The Rodgers and Hammerstein musical is set in 1906, 41 years after the end of the Civil War and a year before Oklahoma became a state. At the time, 50 all-black towns were home to 137,000 African-Americans in the Oklahoma territory. Such refuges existed across America, including in Dearfield, founded in 1910 75 miles northwest of Denver.
The death at the end of the show last night was ominous, foreshadowing the likely end to the town and the struggles black Americans would face in coming decades.
In real life, some black communities, including Dearfield, withered because of economic difficulties exacerbated by racism. Some were destroyed in deadly attacks by white supremacists – Greenwood, Oklahoma in 1921, Rosewood, Florida in 1923.
As I watched the DCPA show, I was reminded of a conversation I’d had earlier in the day with an investment director for a Denver foundation that supports families in some of our neediest neighborhoods. The director is African-American and has family roots in Five Points, a historically black Denver neighborhood now being transformed by gentrification. Her family lost their Five Points home.
“That’s the trauma,” she told me. “There’s an insecurity about where you’re going to live. And even when you set community, there’s no guarantee you’ll be able to stay.”

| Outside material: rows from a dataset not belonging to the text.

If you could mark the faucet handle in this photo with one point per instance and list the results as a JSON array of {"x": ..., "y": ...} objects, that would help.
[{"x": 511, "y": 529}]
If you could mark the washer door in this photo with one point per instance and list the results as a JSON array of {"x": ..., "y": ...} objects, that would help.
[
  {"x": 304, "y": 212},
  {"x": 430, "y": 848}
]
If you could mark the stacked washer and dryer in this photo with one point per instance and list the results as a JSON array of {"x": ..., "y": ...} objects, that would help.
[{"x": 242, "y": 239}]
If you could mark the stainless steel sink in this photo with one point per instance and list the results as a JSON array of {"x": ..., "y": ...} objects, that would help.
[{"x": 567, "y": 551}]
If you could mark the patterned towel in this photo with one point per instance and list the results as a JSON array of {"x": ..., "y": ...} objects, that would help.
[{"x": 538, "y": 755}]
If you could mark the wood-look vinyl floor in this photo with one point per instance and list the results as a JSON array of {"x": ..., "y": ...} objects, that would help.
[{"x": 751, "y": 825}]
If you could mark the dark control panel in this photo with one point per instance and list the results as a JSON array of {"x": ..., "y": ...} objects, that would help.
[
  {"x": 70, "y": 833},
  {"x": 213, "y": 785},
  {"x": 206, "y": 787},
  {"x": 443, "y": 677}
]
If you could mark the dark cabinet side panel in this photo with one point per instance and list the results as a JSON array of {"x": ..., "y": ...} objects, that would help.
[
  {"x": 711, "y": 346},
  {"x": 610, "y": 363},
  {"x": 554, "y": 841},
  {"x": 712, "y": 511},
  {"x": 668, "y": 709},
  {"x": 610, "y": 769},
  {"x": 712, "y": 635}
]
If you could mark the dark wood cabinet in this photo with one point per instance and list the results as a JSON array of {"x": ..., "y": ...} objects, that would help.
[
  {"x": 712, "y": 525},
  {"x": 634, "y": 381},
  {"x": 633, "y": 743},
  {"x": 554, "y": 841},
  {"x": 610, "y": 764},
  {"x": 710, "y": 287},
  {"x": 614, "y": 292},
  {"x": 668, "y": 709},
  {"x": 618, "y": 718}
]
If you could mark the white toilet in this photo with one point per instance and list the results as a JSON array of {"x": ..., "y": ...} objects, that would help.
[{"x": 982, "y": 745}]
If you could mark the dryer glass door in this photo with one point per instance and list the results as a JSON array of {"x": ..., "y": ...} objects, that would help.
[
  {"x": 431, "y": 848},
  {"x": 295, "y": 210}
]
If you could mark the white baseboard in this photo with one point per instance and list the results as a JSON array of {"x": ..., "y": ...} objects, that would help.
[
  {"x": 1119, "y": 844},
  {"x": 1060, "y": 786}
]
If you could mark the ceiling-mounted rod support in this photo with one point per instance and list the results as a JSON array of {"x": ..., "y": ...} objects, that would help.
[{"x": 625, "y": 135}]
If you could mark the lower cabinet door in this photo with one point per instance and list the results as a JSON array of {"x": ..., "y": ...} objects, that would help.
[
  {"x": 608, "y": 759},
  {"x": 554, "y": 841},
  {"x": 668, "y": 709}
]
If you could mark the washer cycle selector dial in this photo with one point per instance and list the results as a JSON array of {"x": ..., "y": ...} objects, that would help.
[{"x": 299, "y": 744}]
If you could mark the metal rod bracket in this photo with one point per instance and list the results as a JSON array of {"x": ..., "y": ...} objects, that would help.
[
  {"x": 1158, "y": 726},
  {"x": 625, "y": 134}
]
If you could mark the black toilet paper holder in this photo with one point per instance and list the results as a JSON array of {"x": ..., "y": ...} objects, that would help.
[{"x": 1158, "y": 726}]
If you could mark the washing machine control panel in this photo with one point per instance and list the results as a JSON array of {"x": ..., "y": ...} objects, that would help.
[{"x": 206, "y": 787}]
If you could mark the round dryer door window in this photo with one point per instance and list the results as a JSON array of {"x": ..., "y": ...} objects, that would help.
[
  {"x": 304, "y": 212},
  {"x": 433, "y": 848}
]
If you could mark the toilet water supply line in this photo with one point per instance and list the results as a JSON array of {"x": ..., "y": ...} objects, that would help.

In the DCPA production, Coleman left it to his choreographer Dominique Kelly to give us a hint of the future. The reprise of the showstopping title song is introduced with stepping, a dance form linking African-Americans to Africa. It was a percussive, brilliant tribute to a culture’s resiliency. Perhaps Curly, Laurey, Eller’s town did not endure. But their descendants will find a way to thrive.